Als ich meine Zahnimplantate bekam, betonte der Kieferchirurg, dass es nicht selbstverständlich gewesen sei und dass es nicht viele Kollegen gibt, die dazu bereit gewesen wären.  Mein Bruder, der selbst Arzt ist, meinte nur: „ Man sollte diesen Ärzten die Approbation entziehen, wenn sie nicht bereit sind, Patienten mit Down-Syndrom bestmöglich zu versorgen.“ Er schluckte und gab meinem Bruder Recht.
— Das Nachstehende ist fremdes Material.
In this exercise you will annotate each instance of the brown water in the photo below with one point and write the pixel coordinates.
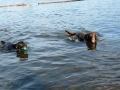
(54, 62)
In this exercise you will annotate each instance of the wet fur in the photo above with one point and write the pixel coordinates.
(88, 37)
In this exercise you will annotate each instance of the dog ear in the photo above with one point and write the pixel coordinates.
(87, 37)
(3, 42)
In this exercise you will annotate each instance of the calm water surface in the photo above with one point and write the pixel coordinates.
(54, 62)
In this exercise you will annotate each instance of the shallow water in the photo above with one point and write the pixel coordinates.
(54, 62)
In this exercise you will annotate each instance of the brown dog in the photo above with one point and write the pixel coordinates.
(89, 37)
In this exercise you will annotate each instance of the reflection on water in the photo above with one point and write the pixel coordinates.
(55, 63)
(22, 54)
(91, 46)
Von meiner Tante weiß ich, dass in ihrer Umgebung ein Wohnheim für behinderte Menschen gebaut werden sollte. Die Nachbarn demonstrierten dagegen und leider entschied auch ein Gericht, dass dort nicht weitergebaut werden durfte.
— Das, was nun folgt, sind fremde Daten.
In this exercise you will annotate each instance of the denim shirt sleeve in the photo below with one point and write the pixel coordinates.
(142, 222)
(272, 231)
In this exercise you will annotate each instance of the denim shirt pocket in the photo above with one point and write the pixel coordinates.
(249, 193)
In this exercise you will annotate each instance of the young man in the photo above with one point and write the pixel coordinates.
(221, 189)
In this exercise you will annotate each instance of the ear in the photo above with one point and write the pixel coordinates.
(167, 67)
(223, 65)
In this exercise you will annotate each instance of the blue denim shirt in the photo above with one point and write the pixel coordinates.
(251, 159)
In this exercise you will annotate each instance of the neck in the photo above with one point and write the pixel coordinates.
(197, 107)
Normalität in Film Presse und Fernsehen

26. April 2012: Am 24.02.2012 war ich in Berlin bei der Veranstaltung: Vor aller Augen (un)sichtbar – Geistige Behinderung und Öffentlichkeit.

Es ging darum, dass Menschen mit so genannter geistiger Behinderung kaum wahrgenommen werden und auch aus unserer Gesellschaft ausgeschlossen sind. Daran sollte diese Veranstaltung etwas ändern.

Ich achte ja immer darauf, ob ich Menschen mit Behinderung sehe und wünsche mir viel mehr Filme, in denen auch diese Menschen gezeigt werden.

Leider ist das Interesse an solchen Filmen nicht sehr groß und  die Einschaltquoten nicht besonders hoch. Berichtet wird hauptsächlich über Skandale, oder es gibt Negativschlagzeilen.

Dokumentarfilme werden oft erst kurz vor Mitternacht ausgestrahlt.

In Spielfilmen müssen sich erwachsene Menschen mit Behinderung oft wie Kleinkinder verhalten.

Auch wenn man das Down – Syndrom hat, wird man erwachsen und möchte nicht mit einem Teddybär durch die Gegend laufen.

Ich stelle mir vor, dass in ganz vielen Filmen irgendwelche Menschen mit Handicap sichtbar sein sollten, ohne dass es Thema sein muss.

Vorstellbar wäre für mich eine Frau mit Down-Syndrom an der Supermarktkasse, ein Blinder, der mit seinem Hund über die Straße läuft, ein Rollstuhlfahrer, der leider nicht ins Kino oder ins Restaurant kommt, weil Treppen ihn daran hindern.

Es wäre auch schön, wenn in einem Kindergarten oder einer Schule behinderte und nicht behinderte Kinder miteinander spielen oder lernen.

Auch in der Werbung könnte ich mir gut vorstellen, dass zum Beispiel eine glückliche Familie mit einem behinderten Kind zu sehen ist.

So könnte man zeigen, dass man keine Angst vor Behinderung haben muss.

Behinderung heißt nicht gleich, dass man unglücklich ist.

Trotz Handicap kann man zufrieden und glücklich sein.

Da können die Medien sicher ganz viel dazu beitragen, dass wir eine  andere Sichtweise bekommen!